Here he sat down on a stone, and I, sitting opposite to him,
saw the old man's hair gleaming like threads of silver in the
moonlight. The stillness was scarcely troubled by the sound of the
far-off thunder of traffic along the boulevards; the clear night air
and everything about us combined to make a strangely unreal scene.

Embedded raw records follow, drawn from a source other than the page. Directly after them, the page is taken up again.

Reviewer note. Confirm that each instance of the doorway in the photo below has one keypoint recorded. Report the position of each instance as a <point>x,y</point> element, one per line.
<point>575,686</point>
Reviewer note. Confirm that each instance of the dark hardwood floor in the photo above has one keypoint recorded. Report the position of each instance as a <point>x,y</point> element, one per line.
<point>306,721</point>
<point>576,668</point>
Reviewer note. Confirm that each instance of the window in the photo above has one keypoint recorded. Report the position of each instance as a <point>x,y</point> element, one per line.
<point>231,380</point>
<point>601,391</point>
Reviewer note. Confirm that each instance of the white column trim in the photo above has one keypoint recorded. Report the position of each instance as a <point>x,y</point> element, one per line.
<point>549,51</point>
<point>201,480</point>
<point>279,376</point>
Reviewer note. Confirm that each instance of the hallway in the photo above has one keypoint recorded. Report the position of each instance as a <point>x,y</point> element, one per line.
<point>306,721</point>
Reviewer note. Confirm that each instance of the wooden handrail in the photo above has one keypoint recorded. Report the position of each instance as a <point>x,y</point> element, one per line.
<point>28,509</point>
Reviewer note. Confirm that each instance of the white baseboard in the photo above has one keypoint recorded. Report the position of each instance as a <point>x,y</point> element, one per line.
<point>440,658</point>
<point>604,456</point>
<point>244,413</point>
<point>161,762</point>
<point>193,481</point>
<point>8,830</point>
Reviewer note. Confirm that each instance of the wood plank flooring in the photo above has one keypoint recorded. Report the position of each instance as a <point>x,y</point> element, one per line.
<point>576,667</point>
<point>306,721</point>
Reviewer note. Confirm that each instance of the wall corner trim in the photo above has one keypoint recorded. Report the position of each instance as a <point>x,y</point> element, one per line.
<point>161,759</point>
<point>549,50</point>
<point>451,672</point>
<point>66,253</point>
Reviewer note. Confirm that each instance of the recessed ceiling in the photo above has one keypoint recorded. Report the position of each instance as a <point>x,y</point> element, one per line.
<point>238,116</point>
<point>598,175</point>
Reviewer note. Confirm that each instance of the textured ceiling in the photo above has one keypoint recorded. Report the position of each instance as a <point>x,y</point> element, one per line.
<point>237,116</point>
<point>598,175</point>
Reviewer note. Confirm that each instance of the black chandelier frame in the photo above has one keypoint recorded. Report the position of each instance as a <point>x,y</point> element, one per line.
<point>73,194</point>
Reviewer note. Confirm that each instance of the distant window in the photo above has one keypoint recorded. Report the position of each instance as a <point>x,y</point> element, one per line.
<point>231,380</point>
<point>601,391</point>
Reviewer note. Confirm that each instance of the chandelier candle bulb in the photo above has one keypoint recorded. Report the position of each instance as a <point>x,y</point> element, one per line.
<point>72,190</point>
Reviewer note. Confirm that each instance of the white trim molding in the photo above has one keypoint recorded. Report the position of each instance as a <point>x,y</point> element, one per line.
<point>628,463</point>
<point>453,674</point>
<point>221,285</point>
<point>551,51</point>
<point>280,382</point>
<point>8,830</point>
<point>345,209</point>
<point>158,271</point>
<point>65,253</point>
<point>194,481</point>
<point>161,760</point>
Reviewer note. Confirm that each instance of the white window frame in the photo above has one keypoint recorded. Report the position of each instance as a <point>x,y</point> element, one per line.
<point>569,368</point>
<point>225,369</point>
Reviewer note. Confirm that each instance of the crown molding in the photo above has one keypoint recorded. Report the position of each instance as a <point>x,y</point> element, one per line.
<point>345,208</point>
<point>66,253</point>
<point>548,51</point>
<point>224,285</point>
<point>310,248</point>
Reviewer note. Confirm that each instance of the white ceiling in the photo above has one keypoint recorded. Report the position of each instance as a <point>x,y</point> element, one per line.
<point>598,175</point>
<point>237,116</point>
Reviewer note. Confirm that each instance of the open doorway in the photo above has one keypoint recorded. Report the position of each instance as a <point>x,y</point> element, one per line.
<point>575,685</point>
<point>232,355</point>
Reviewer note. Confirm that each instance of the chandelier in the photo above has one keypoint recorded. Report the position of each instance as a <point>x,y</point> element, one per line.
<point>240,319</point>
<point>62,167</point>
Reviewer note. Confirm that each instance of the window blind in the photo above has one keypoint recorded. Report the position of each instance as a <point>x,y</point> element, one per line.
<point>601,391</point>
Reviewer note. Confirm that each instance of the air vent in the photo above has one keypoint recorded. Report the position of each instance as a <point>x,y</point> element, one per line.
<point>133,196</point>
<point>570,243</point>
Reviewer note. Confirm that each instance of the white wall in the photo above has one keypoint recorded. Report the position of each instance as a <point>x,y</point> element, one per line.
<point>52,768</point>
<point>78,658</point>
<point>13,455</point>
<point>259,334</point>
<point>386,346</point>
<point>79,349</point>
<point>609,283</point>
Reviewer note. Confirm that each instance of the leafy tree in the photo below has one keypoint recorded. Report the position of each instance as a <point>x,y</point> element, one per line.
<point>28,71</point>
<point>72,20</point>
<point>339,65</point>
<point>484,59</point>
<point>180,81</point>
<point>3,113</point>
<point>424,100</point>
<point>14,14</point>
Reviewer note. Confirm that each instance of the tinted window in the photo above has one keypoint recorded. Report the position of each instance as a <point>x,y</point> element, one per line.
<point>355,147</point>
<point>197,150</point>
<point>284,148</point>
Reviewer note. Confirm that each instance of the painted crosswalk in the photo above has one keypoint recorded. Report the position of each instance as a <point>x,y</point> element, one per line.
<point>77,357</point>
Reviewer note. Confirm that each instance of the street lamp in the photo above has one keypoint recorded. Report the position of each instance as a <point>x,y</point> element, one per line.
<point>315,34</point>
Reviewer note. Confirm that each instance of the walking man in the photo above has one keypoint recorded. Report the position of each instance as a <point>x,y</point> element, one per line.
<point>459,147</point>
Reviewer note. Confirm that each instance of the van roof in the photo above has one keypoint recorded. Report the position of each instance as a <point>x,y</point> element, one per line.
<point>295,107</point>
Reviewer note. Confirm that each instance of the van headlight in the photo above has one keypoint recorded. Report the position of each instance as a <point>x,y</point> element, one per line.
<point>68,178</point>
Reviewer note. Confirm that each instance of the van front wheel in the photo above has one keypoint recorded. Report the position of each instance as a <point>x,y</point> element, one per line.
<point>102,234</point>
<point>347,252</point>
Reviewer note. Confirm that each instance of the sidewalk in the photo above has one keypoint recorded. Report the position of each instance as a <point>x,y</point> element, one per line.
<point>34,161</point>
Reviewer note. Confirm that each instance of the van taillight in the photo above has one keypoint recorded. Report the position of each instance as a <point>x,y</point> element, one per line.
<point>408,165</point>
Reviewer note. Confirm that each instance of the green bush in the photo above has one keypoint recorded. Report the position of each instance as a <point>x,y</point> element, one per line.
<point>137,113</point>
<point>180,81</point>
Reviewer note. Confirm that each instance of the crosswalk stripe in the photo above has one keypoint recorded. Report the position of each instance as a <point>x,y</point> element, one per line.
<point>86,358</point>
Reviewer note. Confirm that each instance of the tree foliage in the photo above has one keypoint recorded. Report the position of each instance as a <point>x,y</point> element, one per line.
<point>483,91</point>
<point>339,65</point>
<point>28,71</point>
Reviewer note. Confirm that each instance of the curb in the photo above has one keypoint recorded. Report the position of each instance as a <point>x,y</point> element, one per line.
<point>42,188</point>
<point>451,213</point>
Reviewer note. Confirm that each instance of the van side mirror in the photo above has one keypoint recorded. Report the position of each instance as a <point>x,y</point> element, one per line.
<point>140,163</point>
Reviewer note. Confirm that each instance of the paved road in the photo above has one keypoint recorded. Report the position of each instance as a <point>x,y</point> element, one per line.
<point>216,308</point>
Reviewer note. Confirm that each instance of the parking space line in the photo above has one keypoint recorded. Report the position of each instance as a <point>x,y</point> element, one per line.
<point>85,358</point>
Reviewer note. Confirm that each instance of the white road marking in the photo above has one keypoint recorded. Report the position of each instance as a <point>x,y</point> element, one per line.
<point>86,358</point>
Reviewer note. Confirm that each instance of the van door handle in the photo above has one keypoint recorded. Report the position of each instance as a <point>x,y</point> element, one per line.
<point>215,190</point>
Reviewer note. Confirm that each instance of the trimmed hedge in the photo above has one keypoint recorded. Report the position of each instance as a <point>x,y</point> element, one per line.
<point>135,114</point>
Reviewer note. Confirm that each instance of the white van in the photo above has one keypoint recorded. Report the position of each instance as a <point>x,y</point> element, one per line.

"You talk of millions to a young man," I began, "and do you think that
he will shrink from enduring any number of hardships to gain them? Are
you not laughing at me?"
"May I die unshriven," he cried vehemently, "if all that I am about to
tell you is not true. I was one-and-twenty years old, like you at this
moment. I was rich, I was handsome, and a noble by birth. I began with
the first madness of all--with Love. I loved as no one can love
nowadays. I have hidden myself in a chest, at the risk of a dagger
thrust, for nothing more than the promise of a kiss. To die for Her
--it seemed to me to be a whole life in itself. In 1760 I fell in love
with a lady of the Vendramin family; she was eighteen years old, and
married to a Sagredo, one of the richest senators, a man of thirty,
madly in love with his wife. My mistress and I were guiltless as
cherubs when the _sposo_ caught us together talking of love. He was
armed, I was not, but he missed me; I sprang upon him and killed him
with my two hands, wringing his neck as if he had been a chicken.